The sun shone warm upon her as she took a sip of the lemonade before opening the pack of sandwiches, which had held up well during their journey. One after another she stuffed the little triangles into her mouth, dissolving the last bite with the lemonade. She wiped her mouth with the back of her hand and unsuccessfully attempted to suppress a satisfying belch.
She pulled her battered journal out of the sack and began to flip through the pages. So many verses, poems, songs—some she hadn’t thought about in months. Maybe years. Her familiar, messy handwriting filled some pages, while others were left with only a few sparse lines floating, unfinished. Bringing the notebook close to her face, she inhaled, catching the faintest whiff of her beloved woods surrounding Heron’s Nest. If she held it close, she could
almost imagine herself there now, the constant running of the fountain providing a more sophisticated substitution for the babbling creek that ran along the path between her clearing and home.
How many hours were in this book? How much time spent feeling truly in the presence of God? And, more recently, in the company of Brent, his head in her lap as she ran her fingers absently through his sun-warmed hair, reading to him from these pages.
The words blurred behind her sudden tears, and she pushed the memory aside.
She set the book beside her and lifted her guitar from its case, strumming with one hand while the other turned the pages of her songs. Many of the tunes were lost to her memory, as she hadn’t known, or hadn’t bothered, to note the key or chords. Only the last song, the one performed on Sister Aimee’s stage, had been carefully recorded during one stretch of travel while she played, stopped, jotted, and sang for three solid, painstaking hours.
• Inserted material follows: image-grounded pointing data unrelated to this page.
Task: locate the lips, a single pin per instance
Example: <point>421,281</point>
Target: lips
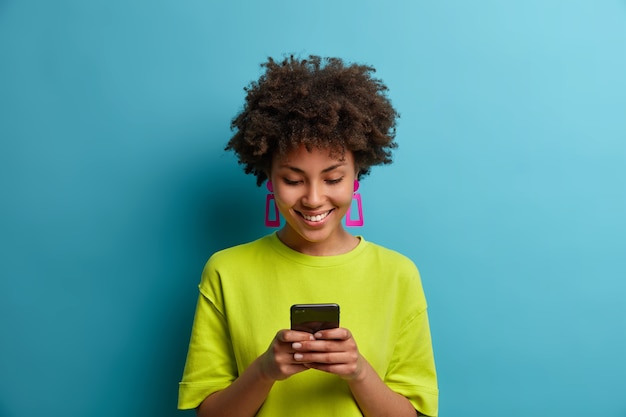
<point>315,218</point>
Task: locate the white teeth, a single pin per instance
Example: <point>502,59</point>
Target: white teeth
<point>317,218</point>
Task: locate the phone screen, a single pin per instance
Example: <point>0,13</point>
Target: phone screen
<point>314,317</point>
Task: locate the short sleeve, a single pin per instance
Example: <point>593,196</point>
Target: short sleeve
<point>411,372</point>
<point>210,364</point>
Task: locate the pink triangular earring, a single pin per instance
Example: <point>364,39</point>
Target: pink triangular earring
<point>356,196</point>
<point>275,222</point>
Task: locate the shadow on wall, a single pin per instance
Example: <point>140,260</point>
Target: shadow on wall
<point>209,214</point>
<point>205,203</point>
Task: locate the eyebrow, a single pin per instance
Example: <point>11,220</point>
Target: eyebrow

She strummed the familiar chords and, with the assurance that the sound of the fountain would absorb her voice, began to sing the song that so many thousands of people had welcomed into their worship.
Jesus is coming!
Are you ready
to meet your Savior in the sky?
She closed her eyes and settled into herself, seeing not the vast audiences or white-lit stage, but one simple girl, here. Her heart lurched at every question sprung from her own lyrics.
Are you proud of the way that you’re living?
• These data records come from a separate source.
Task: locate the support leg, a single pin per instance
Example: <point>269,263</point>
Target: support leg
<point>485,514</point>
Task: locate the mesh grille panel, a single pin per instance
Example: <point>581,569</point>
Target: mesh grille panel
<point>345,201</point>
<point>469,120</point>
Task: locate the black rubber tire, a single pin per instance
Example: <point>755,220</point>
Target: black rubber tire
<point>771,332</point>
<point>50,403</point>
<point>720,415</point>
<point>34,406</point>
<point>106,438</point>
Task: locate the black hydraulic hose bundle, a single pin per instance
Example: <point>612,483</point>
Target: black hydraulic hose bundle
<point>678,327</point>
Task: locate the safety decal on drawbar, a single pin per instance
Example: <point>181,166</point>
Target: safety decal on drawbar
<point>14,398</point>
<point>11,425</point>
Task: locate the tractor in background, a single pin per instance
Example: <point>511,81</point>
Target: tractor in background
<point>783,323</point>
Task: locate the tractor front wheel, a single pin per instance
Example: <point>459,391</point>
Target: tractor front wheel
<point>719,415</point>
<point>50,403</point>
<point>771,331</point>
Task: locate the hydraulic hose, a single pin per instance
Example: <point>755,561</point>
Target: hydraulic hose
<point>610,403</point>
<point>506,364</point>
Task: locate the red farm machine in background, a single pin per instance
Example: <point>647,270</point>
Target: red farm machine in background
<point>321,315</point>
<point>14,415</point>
Is he welcome in the life you lead today?
Questions she hadn’t considered last night as she donned la rouge, drank champagne, danced, and . . .
So much of it a blur, which might be a matter of God’s mercy so as not to be tormented with shame.
To combat the half-formed memories, she strummed louder, sang stronger, replacing silly melodies and profane jokes with her own reminder.
No man knows the hour,
and no man knows the day.
But when he gathers up the righteous,
will you be swept away?
The sound of the fountain strengthened her, reminding her of Jesus, the Living Water, and the assurance that his grace cleansed her more than any bath ever could. Stray drops touched her face, blocking the way for any tears to descend, like God himself touching her with his forgiveness for her sin. For a while she heard nothing but the water and her guitar and her voice, until a sound, faint and unfamiliar, interrupted.